Zorluklarla başa çıkmak için, ekonomik istikrar güçlendirilmeli, yasalar daha şeffaf hale getirilmeli, hukuki engeller azaltılmalı ve uluslararası işbirlikleriyle yeni teknolojilerin temini artırılmalıdır. Güçlü bir yönetim stratejisi ve etkili denetim, gecikmeleri engelleyebilir ve verimliliği artırabilir. Bu koşullar sağlanırsa, bu yatırım, İran'da sürdürülebilir kalkınma için başarılı bir örnek haline gelebilir.
60 Trilyon IRR Yatırımının Ekonomik Riskleri Nelerdir?
İran'ın demiryolu sektöründeki 60 trilyon IRR'lik yatırımı, büyüme fırsatlarına rağmen bazı zorlukları da beraberinde getiriyor ve bu da proje hızını etkileyebilir.
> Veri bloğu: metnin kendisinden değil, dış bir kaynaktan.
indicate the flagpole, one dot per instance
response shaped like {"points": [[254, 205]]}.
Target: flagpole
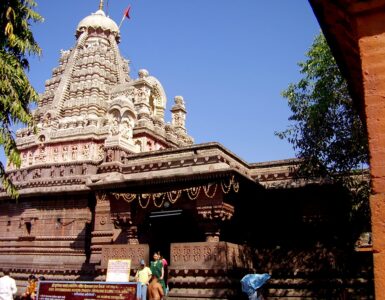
{"points": [[121, 22], [125, 15]]}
Bu yatırımın başlıca ekonomik riskleri şunlardır:
Ekonomik Riskler ve Enflasyon: Ekonomik dalgalanmalar ve yüksek enflasyon, uygulama maliyetlerini artırabilir ve yatırımın kârlılığını azaltabilir. Bu, proje için finansman tahsisini zorlaştırabilir.
Hukuki ve Düzenleyici İstikrar: Ekonomik politikalar ve yatırım düzenlemelerinde ani değişiklikler, özel sektör için iş ortamını tahmin edilemez hale getirebilir ve yeni yatırımcıların girişini engelleyebilir.
Finansman ve Likidite: Döviz sınırlamaları ve bankacılık sorunları gibi koşullarda, projenin sürdürülebilir finansmanını sağlamak temel bir zorluk olabilir. Devlet destekleri bu baskıyı bir ölçüde hafifletebilir.
Politik Sorunlar ve Yaptırımlar: Yaptırımlar, parçaların, teknolojinin ve teknik işbirliklerinin teminini etkileyebilir. Ancak, Çin ve Güney Kore gibi ülkelerden ürünlerin yerine konması, bu zorluğu bir dereceye kadar yönetilebilir kılabilir.
Bununla birlikte, doğru uygulama ve uygun destek yapılarının tasarlanması, hukuki engellerin azaltılması ve ekonomik politikaların iyileştirilmesi, bu zorlukların üstesinden gelmeyi ve sürdürülebilir kalkınma yolunu açmayı mümkün kılabilir. Demiryolu sektöründeki yatırım, yalnızca araç temininden ibaret değildir; ekonomik rekabetçiliği artırmak, taşıma maliyetlerini azaltmak ve gelecekteki nesillerin refahını sağlamak için stratejik bir adımdır. Sonuçta, karar alma cesareti, İran'ın ekonomik dönüşümü için anahtar bir faktör olacaktır ve bu proje, ülkenin taşımacılık tarihinde önemli bir dönüm noktası olabilir.